Et moi aussi j'ai puisé la moitié de mon sang à cette source des montagnes, j'ai la moitié de mes aïeux dans ces forêts, dans ces torrents, dans ces donjons de la vallée de Saint-Claude, et jusque dans cette ville aujourd'hui si riche, si industrielle et si pastorale de Morez. Le premier chalet et la première usine de cette colonie y portent encore le nom de ma famille qui les a fondés; les habitants d'aujourd'hui gardent dans leurs souvenirs la reconnaissance qu'ils m'ont plusieurs fois témoignée pour les pères de leur cité qui furent mes pères.

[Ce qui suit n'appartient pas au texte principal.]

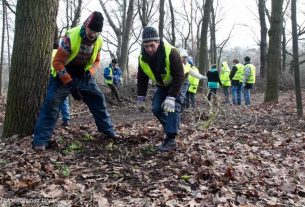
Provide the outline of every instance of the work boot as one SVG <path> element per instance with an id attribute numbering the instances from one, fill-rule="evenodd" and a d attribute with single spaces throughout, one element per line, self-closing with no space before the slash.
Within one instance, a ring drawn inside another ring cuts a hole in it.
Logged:
<path id="1" fill-rule="evenodd" d="M 63 121 L 63 122 L 61 123 L 61 126 L 63 126 L 63 127 L 70 126 L 69 120 Z"/>
<path id="2" fill-rule="evenodd" d="M 163 143 L 156 147 L 159 152 L 168 152 L 177 149 L 177 143 L 175 139 L 165 138 Z"/>

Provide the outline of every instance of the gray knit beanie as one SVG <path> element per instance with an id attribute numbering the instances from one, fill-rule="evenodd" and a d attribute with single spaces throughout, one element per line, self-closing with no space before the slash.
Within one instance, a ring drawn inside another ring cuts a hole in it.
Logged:
<path id="1" fill-rule="evenodd" d="M 149 27 L 149 26 L 145 27 L 142 33 L 142 41 L 148 42 L 154 40 L 160 40 L 157 30 L 153 27 Z"/>

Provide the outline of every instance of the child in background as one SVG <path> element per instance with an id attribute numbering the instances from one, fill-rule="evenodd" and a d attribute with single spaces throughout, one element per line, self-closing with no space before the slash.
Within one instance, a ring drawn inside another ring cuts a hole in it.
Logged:
<path id="1" fill-rule="evenodd" d="M 222 86 L 219 73 L 216 68 L 216 64 L 211 66 L 211 69 L 207 72 L 208 88 L 210 89 L 208 94 L 208 100 L 211 101 L 211 96 L 215 96 L 219 85 Z"/>

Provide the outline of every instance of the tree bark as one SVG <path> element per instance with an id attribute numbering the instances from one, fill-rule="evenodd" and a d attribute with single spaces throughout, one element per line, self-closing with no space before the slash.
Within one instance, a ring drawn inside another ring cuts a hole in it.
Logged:
<path id="1" fill-rule="evenodd" d="M 160 7 L 159 7 L 159 12 L 160 12 L 160 18 L 159 18 L 159 36 L 160 40 L 163 39 L 163 30 L 164 30 L 164 4 L 165 0 L 160 0 Z"/>
<path id="2" fill-rule="evenodd" d="M 199 52 L 199 72 L 206 74 L 209 68 L 209 54 L 208 54 L 208 27 L 210 22 L 210 14 L 213 6 L 213 0 L 206 0 L 204 5 L 204 15 L 202 19 L 201 38 L 200 38 L 200 52 Z"/>
<path id="3" fill-rule="evenodd" d="M 58 0 L 18 0 L 3 137 L 33 133 L 49 77 Z"/>
<path id="4" fill-rule="evenodd" d="M 281 36 L 283 0 L 272 0 L 264 102 L 278 101 L 279 68 L 281 64 Z"/>
<path id="5" fill-rule="evenodd" d="M 297 15 L 296 15 L 296 0 L 291 0 L 291 24 L 292 24 L 292 48 L 293 48 L 293 68 L 295 80 L 295 96 L 297 114 L 299 118 L 303 117 L 302 92 L 300 81 L 299 68 L 299 45 L 298 45 L 298 31 L 297 31 Z"/>
<path id="6" fill-rule="evenodd" d="M 266 65 L 267 65 L 267 24 L 266 24 L 266 0 L 258 1 L 258 13 L 259 13 L 259 23 L 261 27 L 261 42 L 260 42 L 260 77 L 265 78 Z"/>

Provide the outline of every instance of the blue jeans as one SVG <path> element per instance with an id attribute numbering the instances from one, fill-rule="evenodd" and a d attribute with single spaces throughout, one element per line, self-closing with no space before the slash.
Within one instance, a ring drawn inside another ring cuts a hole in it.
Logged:
<path id="1" fill-rule="evenodd" d="M 241 84 L 232 86 L 232 102 L 233 105 L 241 105 Z"/>
<path id="2" fill-rule="evenodd" d="M 78 84 L 83 101 L 89 107 L 98 130 L 109 136 L 114 135 L 115 131 L 106 108 L 104 94 L 97 87 L 95 79 L 93 77 L 90 80 L 76 77 L 73 77 L 73 79 Z M 52 76 L 50 77 L 47 95 L 35 125 L 33 146 L 48 146 L 58 119 L 59 107 L 69 94 L 70 90 L 68 87 Z"/>
<path id="3" fill-rule="evenodd" d="M 196 102 L 195 95 L 196 95 L 195 93 L 189 91 L 186 92 L 186 100 L 185 100 L 186 108 L 189 108 L 190 104 L 192 108 L 195 108 L 195 102 Z"/>
<path id="4" fill-rule="evenodd" d="M 60 108 L 60 113 L 62 115 L 62 120 L 63 121 L 68 121 L 70 120 L 70 106 L 69 106 L 69 99 L 68 97 L 64 100 L 64 102 L 61 104 Z"/>
<path id="5" fill-rule="evenodd" d="M 250 89 L 244 87 L 243 88 L 243 93 L 244 93 L 244 99 L 245 99 L 245 105 L 250 105 L 250 99 L 251 99 L 251 94 L 250 94 Z"/>
<path id="6" fill-rule="evenodd" d="M 188 86 L 188 80 L 185 80 L 181 87 L 180 94 L 178 95 L 175 101 L 175 112 L 167 113 L 162 108 L 162 104 L 166 99 L 166 96 L 168 96 L 168 88 L 157 87 L 154 93 L 152 101 L 152 111 L 162 124 L 166 134 L 178 134 L 181 106 L 185 100 L 185 94 L 188 90 Z"/>

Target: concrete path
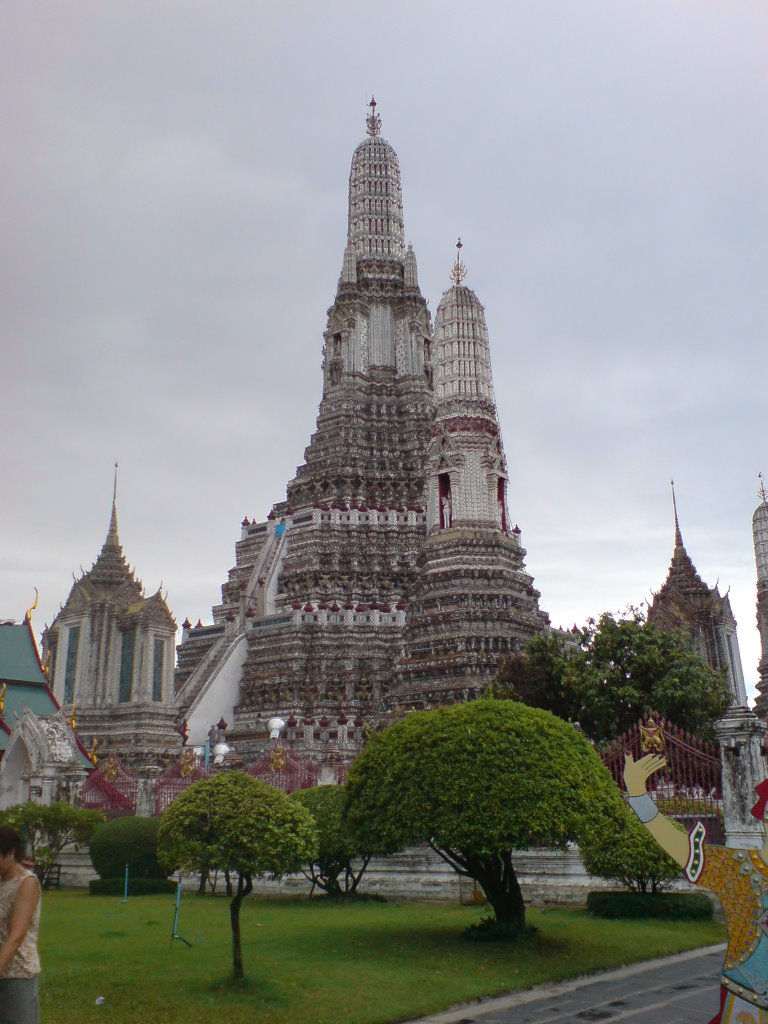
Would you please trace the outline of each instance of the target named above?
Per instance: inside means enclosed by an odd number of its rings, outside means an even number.
[[[720,1006],[725,945],[539,985],[412,1024],[708,1024]]]

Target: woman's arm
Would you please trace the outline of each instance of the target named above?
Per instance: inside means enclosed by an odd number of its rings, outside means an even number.
[[[30,875],[28,878],[23,879],[19,885],[16,899],[11,907],[8,933],[5,936],[5,941],[0,945],[0,974],[3,973],[19,951],[19,947],[24,941],[24,936],[32,924],[32,918],[35,916],[39,899],[40,885],[37,879]]]

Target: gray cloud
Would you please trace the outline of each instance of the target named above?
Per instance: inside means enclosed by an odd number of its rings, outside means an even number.
[[[386,9],[41,0],[0,13],[0,612],[106,533],[209,617],[314,428],[373,90],[434,309],[461,235],[512,515],[555,623],[688,550],[756,677],[768,15],[757,2]]]

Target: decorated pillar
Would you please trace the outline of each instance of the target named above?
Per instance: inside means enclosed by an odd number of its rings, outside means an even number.
[[[723,771],[726,846],[755,849],[765,841],[762,822],[750,813],[757,800],[755,787],[768,775],[765,731],[765,723],[753,711],[736,704],[715,723]]]

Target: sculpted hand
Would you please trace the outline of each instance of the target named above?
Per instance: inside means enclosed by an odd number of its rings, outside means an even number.
[[[667,767],[666,758],[660,754],[646,754],[636,761],[631,754],[624,757],[624,785],[630,796],[642,796],[645,784],[654,772]]]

Aussi, du haut des collines de la Saône, que j'habite encore pour quelques jours (hélas! comptés), je ne jette jamais mes regards sur la chaîne lointaine du Jura, nivelé à l'horizon comme une falaise de l'éther au-dessous de la pyramide de granit rose du mont Blanc, sans me reporter en esprit dans la vallée de Saint-Claude, dans la forêt du Fresnoy vendue pour un morceau de pain par mon père, et qui fait aujourd'hui l'opulence de cinq ou six familles à millions de capital; dans les décombres des châteaux de Pradt, de Villars, des Amorandes, et dans les nombreuses fermes de ces montagnes, où le lait des vaches coule comme des rigoles d'écume dans les fromageries des Sapins, sans me dire avec amertume: Pourquoi ma famille est-elle descendue dans la plaine? Pourquoi a-t-elle quitté ces solitudes du Jura pour cette fourmillante Bourgogne, et le sapin de Hongrie pour la vigne de la Saône? Pourquoi ai-je quitté moi-même les coteaux vineux de mon pays, comme la poussière quitte le sillon, pour aller chercher du bruit, de la vanité, de la popularité plus venteuse que le vent sur la mer ondoyante des opinions humaines, à Paris, à Londres, à Stamboul, à Rome, à Athènes, et pour errer, à la fin de mes jours, exilé par ma faute de la porte fermée de mon propre foyer natal?
_Heureux ceux qui meurent dans le lit de leurs pères!_ dit quelque part Chateaubriand, mort lui-même dans un lit d'emprunt, loin des grèves de sa Bretagne et des tourelles de Combourg.